羊の水海

コーラス

 みなさん頑張りましょう!
 先生が透き通るその黒い長い髪を揺らしながら、その言葉を僕たちクラス一同に投げかけた。
 僕たちの通っていた学校では年に一度クラス対抗の合唱祭というものを行う。先生の言葉は僕たちを奮い立たせる目的のものだった。事実、僕はやる気になって精一杯歌った。
 パート練習を何度か行ったのちの、初めての全体練習の直後だった。合唱が終わると先生は僕を名指ししてこう言った。
「君、随分辛そうな声出しているけど大丈夫?」
 僕は思ってもいないその言葉に愕然とした。 僕個人としては上手く歌えていたつもりだった。クラスの皆と上手く調和がとれて綺麗なハーモニーを作り出せているのだとも思った。
  しかし端から聴くと僕の歌声は不協和音のようにしか聞こえなかったらしい。
  それから僕は自主練習を始めた。自宅で自分の携帯電話で歌声を録音し、何度も聴いた。自分の歌声というものはとても不思議なもので、自分の耳がおかしいのか、とても綺麗に歌えているように思う。しかし、それが本当に正しい音程で歌えているのかまったくわからない。僕だけが綺麗に聞こえるだけなのかもしれない、という考えが脳裏をよぎって、僕は繰り返し練習をした。
  事実、僕の悪い予感は当たっていて、合唱の練習のときにクラスの仕切り役のような立場にいる女の子にこう言われた。
 「あのね、真面目に歌う気があるの? ないなら邪魔だから帰ってよ」
  僕はもうどうしていいかわからなくなった。僕なりに必死に努力してきたつもりだったのにそれが報われないんだなんて、酷い話だ。
 僕は藁にもすがる思いで、先生のところを尋ねた。僕が勝手に考えるよりももっと素晴らしいアイデアを出してくれるはずだと期待した。
 上手く歌うにはどうしたらいいですか?
 そう尋ねると先生は少し考えた表情をした挙げ句に、僕の肩に手を置き、取り繕った笑みを浮かべながらこう言った。
「頑張れ!」
 後になって思うと先生は別に音楽の教師でもなかったし、音楽系の部活の顧問でもなかったので、その方面には疎くて合唱に関するどんな質問でも適切な解答ができなかったのだろうか。
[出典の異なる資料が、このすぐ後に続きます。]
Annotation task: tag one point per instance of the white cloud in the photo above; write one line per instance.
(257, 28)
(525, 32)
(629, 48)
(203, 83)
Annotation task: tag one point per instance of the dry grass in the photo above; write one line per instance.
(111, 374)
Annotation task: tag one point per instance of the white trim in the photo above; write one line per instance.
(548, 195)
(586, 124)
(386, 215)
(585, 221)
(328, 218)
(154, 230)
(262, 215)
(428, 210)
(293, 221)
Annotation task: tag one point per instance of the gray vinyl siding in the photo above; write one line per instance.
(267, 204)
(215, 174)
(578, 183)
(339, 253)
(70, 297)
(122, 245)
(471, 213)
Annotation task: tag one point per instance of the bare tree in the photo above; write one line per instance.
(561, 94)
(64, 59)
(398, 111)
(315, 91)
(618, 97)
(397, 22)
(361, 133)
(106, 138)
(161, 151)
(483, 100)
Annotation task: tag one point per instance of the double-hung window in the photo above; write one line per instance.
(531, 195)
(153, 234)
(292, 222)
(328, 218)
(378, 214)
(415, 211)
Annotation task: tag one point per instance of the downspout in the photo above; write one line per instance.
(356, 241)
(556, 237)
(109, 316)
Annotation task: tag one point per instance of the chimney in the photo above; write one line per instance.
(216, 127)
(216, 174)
 それでも僕は先生のその言葉を胸に「もっと頑張んなきゃいけないんだ」と奮起し、毎日遅くまで自宅で練習していた。時には両親に怒られもした。でも僕は皆と綺麗なひとつのハーモニーを作るために頑張った。そう、頑張ったんだ。
 合唱祭が一週間後に迫った夜、僕は自己練習中に突然声がでなくなった。誰かに教えられたわけでもないので自己流の発声法を毎日行っていたからなのかもしれない。
 それから僕は一ヶ月ほどの間、声を出すことができなかった。合唱祭も僕は自分のクラスの合唱を、観客のひとりとして静かに見ているだけだった。
 僕はあのとき以来、頑張るとは一体何なのか疑問に思った。頑張ったって結局報われるわけじゃない。なのに何故必死に頑張らなくてはいけないんだろう。そのときからずっと僕の頭のなかでは「頑張れ頑張れ」と先生の言葉が呪詛のように木霊している。
 今でも頭のなかで声が聞こえる。僕はその言葉に従いたくなくて無気力な毎日を送っている。
 昨日は一日中何もしなかった。
 ずっとピカソのこと考えてた。